Monsignor Roberto Filippini: “La pandemia ha messo in luce un sistema malato, necessaria una cura strutturale”
“La pandemia ha messo in luce un sistema malato: le povertà che sono cresciute durante e a causa della crisi sanitaria, sono in gran parte eredità del passato e hanno radici nella crisi economica, sociale e politica degli anni precedenti. La cura, quindi, delle attuali patologie deve essere strutturale oppure sarà solo terapia palliativa ha detto monsignor Roberto Filippini, vescovo incaricato Cet per le Caritas della Toscana-. Il ruolo delle Caritas sarà allora quello profetico di chi osserva con lucidità, discerne, segnala i disagi e le sofferenze, indica percorsi e prospettive. Non potremo certo disinteressarci del Pnrr e delle formidabili occasioni che potrebbe riservare. Al riguardo auspichiamo che il lavoro di rete, fortemente voluto dalle opportunità di co-programmazione e co-progettazione previste dalla legge, diventi sempre più stile comune e condiviso, sia a livello civile che ecclesiale”.
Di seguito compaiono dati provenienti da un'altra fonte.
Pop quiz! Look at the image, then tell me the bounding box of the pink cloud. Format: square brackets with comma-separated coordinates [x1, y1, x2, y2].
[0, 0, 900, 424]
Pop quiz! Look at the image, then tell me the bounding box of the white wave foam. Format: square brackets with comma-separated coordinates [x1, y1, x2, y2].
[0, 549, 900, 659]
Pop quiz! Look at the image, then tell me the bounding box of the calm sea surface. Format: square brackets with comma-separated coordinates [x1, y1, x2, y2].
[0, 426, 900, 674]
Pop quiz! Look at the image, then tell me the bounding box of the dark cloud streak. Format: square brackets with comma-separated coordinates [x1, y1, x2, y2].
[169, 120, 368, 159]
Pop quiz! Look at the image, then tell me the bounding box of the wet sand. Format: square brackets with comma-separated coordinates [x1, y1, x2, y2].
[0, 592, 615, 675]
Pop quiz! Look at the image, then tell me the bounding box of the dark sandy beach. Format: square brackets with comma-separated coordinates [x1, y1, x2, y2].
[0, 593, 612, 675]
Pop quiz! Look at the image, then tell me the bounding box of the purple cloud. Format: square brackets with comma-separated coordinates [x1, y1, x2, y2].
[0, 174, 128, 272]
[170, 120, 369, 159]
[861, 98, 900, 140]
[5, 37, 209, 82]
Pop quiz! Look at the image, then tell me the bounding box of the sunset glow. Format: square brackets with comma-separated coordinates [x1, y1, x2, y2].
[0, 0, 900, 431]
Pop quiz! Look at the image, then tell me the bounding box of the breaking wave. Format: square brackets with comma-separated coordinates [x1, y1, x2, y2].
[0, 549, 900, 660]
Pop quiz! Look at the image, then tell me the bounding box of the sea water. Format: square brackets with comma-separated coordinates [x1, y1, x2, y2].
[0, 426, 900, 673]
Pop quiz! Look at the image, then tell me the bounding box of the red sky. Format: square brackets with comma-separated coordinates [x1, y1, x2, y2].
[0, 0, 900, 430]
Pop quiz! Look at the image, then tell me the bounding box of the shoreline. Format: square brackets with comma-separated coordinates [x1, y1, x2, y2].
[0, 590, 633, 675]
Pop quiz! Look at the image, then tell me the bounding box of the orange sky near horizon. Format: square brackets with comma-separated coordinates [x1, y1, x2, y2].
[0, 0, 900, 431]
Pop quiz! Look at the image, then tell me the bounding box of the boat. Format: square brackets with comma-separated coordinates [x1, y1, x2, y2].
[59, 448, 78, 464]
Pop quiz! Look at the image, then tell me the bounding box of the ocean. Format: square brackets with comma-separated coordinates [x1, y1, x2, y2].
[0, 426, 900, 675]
Marcello Suppressa (Delegato regionale Caritas): “Rimettere l’animazione di comunità e l’advocacy al centro del nostro essere Caritas”
“Anche noi, nel pieno dell’emergenza pandemica, abbiamo agito alla stregua di ammortizzatori sociali, forse anche provvisoriamente abdicando a quel mandato educativo e promozionale nei confronti della società civile e della comunità cristiana che è scritto nei nostri statuti e carte pastorali – ha aggiunto il delegato regionale Caritas Marcello Suppressa -. Quel mandato, però, dovrà necessariamente tornare ad essere la bussola del nostro abitare i territori e la comunità: si tratta di riportare l’animazione di comunità e l’advocacy al centro del nostro essere Caritas. Non basta dirlo perché accada, probabilmente sarà necessaria una profonda rivisitazione anche dei modelli organizzativi facendo tesoro di quella “parresia della denuncia” che ci ha proposto Papa Francesco in occasione dell’udienza per i 50 anni delle Caritas in Italia: “Essa – ci ha detto il Pontefice – non è mai polemica contro qualcuno, ma profezia per tutti: è proclamare la dignità umana quando è calpestata, è far udire il grido soffocato dei poveri, è dare voce a chi non ne ha”.